Calígula aceitou todos os poderes do Principado que lhe conferiu o Senado e, quando entrou em Roma a 28 de Março, foi recebido por uma grande multitude que o aclamou entre outros com as alcunhas de "o nosso bebé" e "a nossa estrela".É descrito como o primeiro Imperador que, no momento da sua ascensão, era apreciado por todos.Devido ao facto de ser o filho do finado Germânico,muito amado pela plebe, bem como o sucessor de Tibério, cuja época final no trono fora terrível para o povo Romano.Segundo Suetónio foram sacrificados cerca de 160.000 animais na sua honra durante os três primeiros meses do seu reinado.Segundo Fílon, os primeiros sete meses do reinado de Calígula foram dos mais felizes que experimentara o Império em muito tempo.
As fontes existentes que descrevem o seu reinado,referem-se de maneira pouco favorável. Pelo contrário, as fontes centram-se na sua crueldade, extravagância e perversidade sexual, apresentando-o como um tirano demente.Embora a fiabilidade destas fontes seja difícil de avaliar, de acordo com o conhecido com certeza a respeito do seu reinado, trabalhou incansavelmente a fim de aumentar a autoridade do Princeps; tendo de fazer face a várias conspirações surgidas com o objeto de derrocá-lo e lutando a fim de reduzir a influência do senado, esmagando a oposição que este órgão legislativo continuava exercendo. Tornou-se o primeiro Imperador em apresentar-se frente do povo como um Deus.

Enfermidade,Conspirações e Mudança de Atitude;

Calígula caiu gravemente enfermo em Outubro de 37. Esta doença é descrita nomeadamente pelo historiador Fílon,Dião Cássio também a menciona brevemente na sua obra.Segundo Fílon a sua doença devia-se a que Calígula, após ser nomeado Imperador, tornou-se amigo demais dos excessos.O Império ficou paralisado ao receber a notícia da doença, pois o seu jovem monarca levara-os para um período de prosperidade que diziam equiparável ao de Augusto.Embora Calígula conseguisse recuperar-se por completo desta doença, o estar tão perto da morte marcou um ponto de inflexão no seu modo de reinar,tal qual indica Josefo.
"Após recobrar a saúde, Calígula ordenou assassinar várias pessoas que prometeram as suas vidas aos Deuses se o Imperador se recuperava.Forçou a cometer suicídio àqueles exilados durante o seu reinado;a sua esposa; o seu sogro, Marco Silano; e o seu primo, Tibério Gemelo."
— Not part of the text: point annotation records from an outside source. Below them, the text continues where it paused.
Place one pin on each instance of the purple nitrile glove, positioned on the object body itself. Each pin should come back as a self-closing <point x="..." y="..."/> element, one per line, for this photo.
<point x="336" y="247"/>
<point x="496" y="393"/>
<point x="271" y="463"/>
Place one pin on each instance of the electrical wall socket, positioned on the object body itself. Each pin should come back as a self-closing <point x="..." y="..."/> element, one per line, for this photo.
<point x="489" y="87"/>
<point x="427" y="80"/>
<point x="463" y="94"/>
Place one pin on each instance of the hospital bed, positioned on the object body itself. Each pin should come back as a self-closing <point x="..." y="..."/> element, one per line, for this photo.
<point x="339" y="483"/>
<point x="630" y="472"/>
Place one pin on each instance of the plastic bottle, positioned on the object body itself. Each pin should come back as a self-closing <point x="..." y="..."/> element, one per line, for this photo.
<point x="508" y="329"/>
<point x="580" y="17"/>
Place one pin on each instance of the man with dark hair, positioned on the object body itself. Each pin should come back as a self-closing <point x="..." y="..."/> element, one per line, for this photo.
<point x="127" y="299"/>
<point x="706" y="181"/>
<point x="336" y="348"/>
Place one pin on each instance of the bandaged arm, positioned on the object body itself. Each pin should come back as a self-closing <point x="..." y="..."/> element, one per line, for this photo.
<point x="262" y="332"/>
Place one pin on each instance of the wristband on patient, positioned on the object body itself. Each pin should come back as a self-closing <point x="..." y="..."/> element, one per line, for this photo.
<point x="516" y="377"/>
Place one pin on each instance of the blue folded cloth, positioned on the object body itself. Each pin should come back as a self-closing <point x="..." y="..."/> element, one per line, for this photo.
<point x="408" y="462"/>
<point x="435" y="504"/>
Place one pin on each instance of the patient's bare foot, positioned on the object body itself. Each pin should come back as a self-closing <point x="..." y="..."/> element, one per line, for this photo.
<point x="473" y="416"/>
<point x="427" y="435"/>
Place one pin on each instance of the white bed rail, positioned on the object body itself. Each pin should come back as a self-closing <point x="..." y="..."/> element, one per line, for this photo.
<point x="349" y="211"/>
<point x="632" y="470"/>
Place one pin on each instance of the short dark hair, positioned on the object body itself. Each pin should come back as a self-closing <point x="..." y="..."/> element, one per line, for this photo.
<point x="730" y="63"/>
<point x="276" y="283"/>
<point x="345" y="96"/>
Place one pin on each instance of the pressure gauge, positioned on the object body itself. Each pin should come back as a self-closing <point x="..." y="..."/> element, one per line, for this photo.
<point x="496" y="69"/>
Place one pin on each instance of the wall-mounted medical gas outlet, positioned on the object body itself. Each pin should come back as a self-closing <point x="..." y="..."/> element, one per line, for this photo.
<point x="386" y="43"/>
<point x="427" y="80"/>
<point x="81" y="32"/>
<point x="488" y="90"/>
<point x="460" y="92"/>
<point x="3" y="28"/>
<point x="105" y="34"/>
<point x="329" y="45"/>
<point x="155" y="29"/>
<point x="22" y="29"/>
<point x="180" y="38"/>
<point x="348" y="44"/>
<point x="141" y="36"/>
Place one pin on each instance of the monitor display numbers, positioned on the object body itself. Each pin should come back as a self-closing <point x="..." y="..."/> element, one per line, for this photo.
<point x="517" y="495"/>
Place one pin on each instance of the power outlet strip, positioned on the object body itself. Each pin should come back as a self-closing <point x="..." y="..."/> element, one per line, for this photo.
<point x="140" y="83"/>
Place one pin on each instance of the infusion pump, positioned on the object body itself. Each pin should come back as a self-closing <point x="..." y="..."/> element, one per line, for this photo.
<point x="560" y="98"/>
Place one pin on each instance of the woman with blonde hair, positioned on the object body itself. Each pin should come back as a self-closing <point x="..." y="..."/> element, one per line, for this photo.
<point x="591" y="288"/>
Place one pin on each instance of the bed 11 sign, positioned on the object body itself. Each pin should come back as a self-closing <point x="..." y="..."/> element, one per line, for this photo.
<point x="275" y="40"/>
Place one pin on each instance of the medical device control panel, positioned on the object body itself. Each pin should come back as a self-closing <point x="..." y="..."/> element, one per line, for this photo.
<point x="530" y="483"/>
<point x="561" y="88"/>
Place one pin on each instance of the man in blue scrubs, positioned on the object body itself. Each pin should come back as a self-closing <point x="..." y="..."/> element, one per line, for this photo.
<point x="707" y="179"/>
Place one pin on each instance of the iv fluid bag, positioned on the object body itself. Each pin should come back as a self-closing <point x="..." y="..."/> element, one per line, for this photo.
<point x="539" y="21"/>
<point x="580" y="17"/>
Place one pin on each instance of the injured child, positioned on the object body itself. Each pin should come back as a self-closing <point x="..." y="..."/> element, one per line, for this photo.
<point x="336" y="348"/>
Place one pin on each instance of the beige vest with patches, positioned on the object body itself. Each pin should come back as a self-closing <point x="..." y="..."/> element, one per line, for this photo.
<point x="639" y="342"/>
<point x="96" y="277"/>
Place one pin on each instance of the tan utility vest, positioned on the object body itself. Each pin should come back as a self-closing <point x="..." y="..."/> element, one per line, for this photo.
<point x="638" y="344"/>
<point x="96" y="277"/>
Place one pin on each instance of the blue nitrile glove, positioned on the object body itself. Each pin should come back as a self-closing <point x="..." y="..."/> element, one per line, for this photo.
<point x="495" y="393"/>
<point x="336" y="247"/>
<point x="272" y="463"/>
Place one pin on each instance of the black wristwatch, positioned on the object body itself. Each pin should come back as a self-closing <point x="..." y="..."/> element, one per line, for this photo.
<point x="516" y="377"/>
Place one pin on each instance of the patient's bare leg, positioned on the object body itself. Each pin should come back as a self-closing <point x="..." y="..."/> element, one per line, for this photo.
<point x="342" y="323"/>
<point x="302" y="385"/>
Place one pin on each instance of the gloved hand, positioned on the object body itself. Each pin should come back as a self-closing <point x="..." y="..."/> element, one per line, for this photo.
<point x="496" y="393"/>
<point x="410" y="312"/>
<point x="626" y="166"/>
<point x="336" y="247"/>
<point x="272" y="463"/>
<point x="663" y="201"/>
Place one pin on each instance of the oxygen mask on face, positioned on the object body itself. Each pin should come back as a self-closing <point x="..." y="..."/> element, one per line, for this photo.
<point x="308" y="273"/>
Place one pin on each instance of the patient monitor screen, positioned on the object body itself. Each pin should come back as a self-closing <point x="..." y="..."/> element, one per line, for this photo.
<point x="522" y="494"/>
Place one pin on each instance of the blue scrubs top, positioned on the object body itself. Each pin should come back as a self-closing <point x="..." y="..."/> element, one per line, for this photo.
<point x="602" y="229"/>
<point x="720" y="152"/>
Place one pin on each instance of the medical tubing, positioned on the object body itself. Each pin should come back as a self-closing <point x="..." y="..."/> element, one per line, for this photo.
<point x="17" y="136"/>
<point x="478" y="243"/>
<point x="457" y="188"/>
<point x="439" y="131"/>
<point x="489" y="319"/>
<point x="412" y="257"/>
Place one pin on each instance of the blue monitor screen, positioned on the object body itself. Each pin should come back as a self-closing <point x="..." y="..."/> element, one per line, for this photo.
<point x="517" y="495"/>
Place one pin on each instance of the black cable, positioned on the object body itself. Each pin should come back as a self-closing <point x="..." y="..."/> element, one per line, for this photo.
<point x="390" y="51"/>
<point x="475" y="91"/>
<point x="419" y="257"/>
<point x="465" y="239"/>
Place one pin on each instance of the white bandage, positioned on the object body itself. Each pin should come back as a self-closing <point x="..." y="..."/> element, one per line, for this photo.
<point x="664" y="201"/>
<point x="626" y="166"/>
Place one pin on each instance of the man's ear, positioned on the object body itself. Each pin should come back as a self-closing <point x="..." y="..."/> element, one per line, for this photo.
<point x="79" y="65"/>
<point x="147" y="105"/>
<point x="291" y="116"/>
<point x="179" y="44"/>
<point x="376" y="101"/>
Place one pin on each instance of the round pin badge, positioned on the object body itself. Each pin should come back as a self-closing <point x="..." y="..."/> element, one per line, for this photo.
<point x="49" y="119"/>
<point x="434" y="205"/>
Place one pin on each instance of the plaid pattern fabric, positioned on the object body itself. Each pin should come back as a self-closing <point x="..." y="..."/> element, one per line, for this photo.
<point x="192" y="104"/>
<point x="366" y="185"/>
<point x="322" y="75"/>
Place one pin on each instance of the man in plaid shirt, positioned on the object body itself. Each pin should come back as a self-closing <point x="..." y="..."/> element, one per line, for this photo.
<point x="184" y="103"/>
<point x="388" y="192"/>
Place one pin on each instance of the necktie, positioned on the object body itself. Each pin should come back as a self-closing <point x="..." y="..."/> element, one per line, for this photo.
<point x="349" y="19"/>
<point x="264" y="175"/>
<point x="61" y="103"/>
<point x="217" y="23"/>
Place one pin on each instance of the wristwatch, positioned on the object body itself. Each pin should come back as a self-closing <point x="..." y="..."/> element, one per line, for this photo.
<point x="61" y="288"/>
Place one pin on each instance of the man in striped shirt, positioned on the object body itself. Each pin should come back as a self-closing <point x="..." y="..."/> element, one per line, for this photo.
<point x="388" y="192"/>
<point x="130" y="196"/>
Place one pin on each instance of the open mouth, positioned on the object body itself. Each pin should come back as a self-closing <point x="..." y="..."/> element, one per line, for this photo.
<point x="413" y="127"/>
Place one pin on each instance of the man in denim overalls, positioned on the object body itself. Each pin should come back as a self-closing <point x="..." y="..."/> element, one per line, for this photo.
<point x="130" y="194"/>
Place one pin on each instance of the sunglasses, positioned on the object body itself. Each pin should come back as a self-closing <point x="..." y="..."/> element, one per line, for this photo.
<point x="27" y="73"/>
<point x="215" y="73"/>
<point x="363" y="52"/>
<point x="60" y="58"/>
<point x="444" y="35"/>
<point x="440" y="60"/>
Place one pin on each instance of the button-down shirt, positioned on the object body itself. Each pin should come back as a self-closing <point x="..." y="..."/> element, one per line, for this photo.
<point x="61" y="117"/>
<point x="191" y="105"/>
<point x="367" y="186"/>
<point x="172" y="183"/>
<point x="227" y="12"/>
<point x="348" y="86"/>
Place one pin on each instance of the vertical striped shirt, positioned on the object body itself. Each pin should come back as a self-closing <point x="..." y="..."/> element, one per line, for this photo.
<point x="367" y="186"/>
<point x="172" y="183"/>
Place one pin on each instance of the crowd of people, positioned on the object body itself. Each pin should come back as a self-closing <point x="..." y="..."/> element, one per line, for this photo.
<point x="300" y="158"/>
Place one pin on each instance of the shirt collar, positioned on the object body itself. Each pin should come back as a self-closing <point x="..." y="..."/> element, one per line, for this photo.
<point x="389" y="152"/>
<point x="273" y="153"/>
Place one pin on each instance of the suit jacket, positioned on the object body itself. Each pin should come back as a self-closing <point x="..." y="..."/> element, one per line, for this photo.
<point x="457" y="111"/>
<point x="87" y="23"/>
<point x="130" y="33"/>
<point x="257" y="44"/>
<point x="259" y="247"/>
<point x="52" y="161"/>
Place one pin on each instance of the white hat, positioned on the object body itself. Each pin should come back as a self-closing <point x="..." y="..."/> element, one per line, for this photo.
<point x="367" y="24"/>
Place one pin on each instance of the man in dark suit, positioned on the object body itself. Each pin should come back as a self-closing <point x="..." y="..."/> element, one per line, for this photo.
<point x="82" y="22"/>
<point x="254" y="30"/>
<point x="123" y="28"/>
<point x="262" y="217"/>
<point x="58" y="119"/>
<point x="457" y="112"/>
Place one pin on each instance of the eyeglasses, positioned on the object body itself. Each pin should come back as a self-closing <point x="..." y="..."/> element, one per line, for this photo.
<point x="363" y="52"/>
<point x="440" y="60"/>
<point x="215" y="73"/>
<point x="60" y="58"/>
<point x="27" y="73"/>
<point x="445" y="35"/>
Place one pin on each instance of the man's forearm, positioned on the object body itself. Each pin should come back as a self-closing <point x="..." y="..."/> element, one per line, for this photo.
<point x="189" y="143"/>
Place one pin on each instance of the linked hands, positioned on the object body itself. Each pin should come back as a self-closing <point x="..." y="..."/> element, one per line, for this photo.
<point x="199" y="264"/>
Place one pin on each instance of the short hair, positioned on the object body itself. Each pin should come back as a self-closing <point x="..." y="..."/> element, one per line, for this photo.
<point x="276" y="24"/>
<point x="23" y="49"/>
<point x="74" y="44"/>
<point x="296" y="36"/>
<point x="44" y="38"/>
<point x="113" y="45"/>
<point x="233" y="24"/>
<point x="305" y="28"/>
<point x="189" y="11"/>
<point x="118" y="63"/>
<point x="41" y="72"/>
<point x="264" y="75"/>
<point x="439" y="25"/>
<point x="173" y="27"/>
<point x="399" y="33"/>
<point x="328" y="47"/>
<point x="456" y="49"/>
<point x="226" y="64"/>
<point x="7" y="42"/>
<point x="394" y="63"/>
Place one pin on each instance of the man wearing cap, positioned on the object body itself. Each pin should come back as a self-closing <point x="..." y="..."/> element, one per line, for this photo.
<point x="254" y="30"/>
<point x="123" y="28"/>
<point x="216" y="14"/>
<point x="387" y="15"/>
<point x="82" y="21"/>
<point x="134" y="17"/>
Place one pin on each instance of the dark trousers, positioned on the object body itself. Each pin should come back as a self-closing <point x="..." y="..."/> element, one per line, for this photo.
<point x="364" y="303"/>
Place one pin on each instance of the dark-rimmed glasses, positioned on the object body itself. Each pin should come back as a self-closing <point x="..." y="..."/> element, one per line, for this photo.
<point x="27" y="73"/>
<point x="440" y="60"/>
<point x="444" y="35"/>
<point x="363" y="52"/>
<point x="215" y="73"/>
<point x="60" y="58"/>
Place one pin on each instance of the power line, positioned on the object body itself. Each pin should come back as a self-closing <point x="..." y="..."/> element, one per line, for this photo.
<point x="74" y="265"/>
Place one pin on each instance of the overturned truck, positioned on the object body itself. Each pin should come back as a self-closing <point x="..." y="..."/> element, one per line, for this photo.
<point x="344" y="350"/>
Fílon escreve que Gemelo instigou uma conspiração contra Calígula enquanto o Imperador estava enfermo.Antes de se suicidar, Silano foi julgado por Calígula pois Júlio Grecino, o encarregue de justiçá-lo num primeiro momento, recusou, sendo executado por isso.Suetónio crê que estes complots eram pura imaginação do Imperador.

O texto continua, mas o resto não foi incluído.